Candidates for three seats on the local school board in the Nov. 5 mail ballot election each addressed a recent question that came up regarding the district’s volunteer vetting process. The exchange came during the annual Glenwood Springs Chamber’s Issues and Answers Forum held at Glenwood City Hall.
At issue is not the requirement for background checks, or even the use of fingerprints to obtain a full background check, said Jasmin Ramirez, a candidate in the three-way race for the board’s District D seat.
“None of the parents, either documented or not, want to eliminate background checks,” Ramirez said. “This is not about getting our fingerprints taken. … It’s literally about one question that says, are you legal, or are you not here legally, and the fear that causes for our families in this community.”
Some electronic forums used for would-be volunteers to apply to have digital fingerprints taken through area law enforcement agencies ask that question, and don’t allow an applicant to opt out. Paper fingerprinting is still done by some agencies, however, and the question can be optional.
Ramirez said she is running for the board to represent the 55% of the Roaring Fork School District’s student body that is Latino, and their families.

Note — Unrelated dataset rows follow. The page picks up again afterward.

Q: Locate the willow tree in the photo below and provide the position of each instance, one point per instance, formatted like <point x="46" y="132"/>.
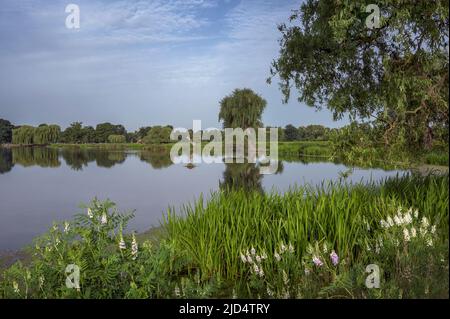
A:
<point x="243" y="109"/>
<point x="23" y="135"/>
<point x="393" y="74"/>
<point x="46" y="134"/>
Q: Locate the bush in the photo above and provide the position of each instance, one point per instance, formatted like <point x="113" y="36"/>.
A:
<point x="304" y="244"/>
<point x="116" y="139"/>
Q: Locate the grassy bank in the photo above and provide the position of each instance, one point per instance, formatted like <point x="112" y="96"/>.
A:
<point x="307" y="243"/>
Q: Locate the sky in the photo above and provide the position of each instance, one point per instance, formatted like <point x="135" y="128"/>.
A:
<point x="141" y="63"/>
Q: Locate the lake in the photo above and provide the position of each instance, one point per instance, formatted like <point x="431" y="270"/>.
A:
<point x="40" y="185"/>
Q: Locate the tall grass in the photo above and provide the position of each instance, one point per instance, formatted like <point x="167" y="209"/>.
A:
<point x="213" y="234"/>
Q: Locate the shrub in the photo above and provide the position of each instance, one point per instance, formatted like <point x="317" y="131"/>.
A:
<point x="116" y="139"/>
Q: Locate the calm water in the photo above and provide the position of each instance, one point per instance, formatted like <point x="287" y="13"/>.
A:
<point x="42" y="185"/>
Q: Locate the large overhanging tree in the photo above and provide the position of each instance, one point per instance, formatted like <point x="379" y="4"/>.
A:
<point x="243" y="109"/>
<point x="394" y="75"/>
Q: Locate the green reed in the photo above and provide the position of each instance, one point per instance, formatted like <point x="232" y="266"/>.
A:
<point x="214" y="233"/>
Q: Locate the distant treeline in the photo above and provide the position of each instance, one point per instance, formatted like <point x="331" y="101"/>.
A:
<point x="76" y="133"/>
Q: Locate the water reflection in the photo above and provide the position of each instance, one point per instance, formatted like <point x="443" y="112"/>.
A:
<point x="6" y="162"/>
<point x="147" y="181"/>
<point x="156" y="158"/>
<point x="40" y="156"/>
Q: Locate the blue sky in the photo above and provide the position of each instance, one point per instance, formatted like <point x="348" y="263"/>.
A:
<point x="141" y="63"/>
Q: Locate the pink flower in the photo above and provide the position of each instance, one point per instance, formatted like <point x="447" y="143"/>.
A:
<point x="317" y="261"/>
<point x="334" y="258"/>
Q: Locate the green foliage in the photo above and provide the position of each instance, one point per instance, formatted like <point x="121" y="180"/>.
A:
<point x="73" y="134"/>
<point x="5" y="131"/>
<point x="308" y="243"/>
<point x="117" y="139"/>
<point x="242" y="109"/>
<point x="46" y="134"/>
<point x="395" y="76"/>
<point x="102" y="131"/>
<point x="23" y="135"/>
<point x="158" y="135"/>
<point x="290" y="133"/>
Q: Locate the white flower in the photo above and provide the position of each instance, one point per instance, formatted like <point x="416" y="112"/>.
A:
<point x="277" y="256"/>
<point x="285" y="278"/>
<point x="423" y="231"/>
<point x="134" y="248"/>
<point x="433" y="229"/>
<point x="16" y="287"/>
<point x="41" y="281"/>
<point x="390" y="221"/>
<point x="256" y="268"/>
<point x="122" y="244"/>
<point x="177" y="292"/>
<point x="261" y="272"/>
<point x="406" y="235"/>
<point x="407" y="218"/>
<point x="291" y="248"/>
<point x="377" y="248"/>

It’s not that any parent who wants to volunteer in the schools disagrees with proper vetting, she said, “They just want you to understand that this question limits their ability to be involved in their child’s education.”
Incumbent District D board representative Shane Larson said the board is approaching the issue with that in mind.
“Like everybody else, we do not want to jeopardize the safety of children, but we also absolutely do not want to put barriers for those who want to volunteer to be in the schools,” Larson said.
Larson related his youth coaching experience and referred to a residential youth program at Colorado Mountain College where he works as examples. Both require background checks, but neither asks for fingerprints, he said.
“When you look at background checks in general, you can get a very thorough background check without fingerprints,” Larson said.
The school board on Wednesday night will review options to revise the district’s current volunteer vetting process, including a tiered approach to determining the types of volunteers who should have a broader background check using fingerprints, and which ones can go through a basic name check.
“We have in-sight volunteers who are never out of the sight of a teacher, and are constantly supervised,” Larson said. “When you get to the chaperone level and overnight trips, there is a different level vetting for that type of volunteering.”
Amy Connerton, who is also running for the District D seat on the school board, agreed that a tiered approach can work but said the district should not compromise student safety in any way.
“When you don’t provide a fingerprint, it is not as thorough as when you do,” she said. “I think we can take a different approach to how we vet volunteers.”
But, “It’s also so important to have family engagement and involvement in our district, and we don’t want to set these types of barriers,” Connerton said.
Candidates for the District B and C seats on the school board who are unopposed on the Nov. 5 ballot also addressed the volunteer vetting question at the Monday forum.
“The vetting process does need to be very much in line with what we are having them do in our schools,” District B candidate Natalie Torres said.
Added Maureen Stepp, who is running for the District C seat, “School safety should be a primary concern of the school district and the school board … but I also understand that we have members of our community for whom that poses a problem.
“We don’t want to discourage people from volunteering in the classroom.”
The school board candidates will meet again in a second forum this week, taking place at 5:30 Wednesday at Bridges High School in Carbondale, and sponsored by the Roaring Fork Community Education Association and the school district.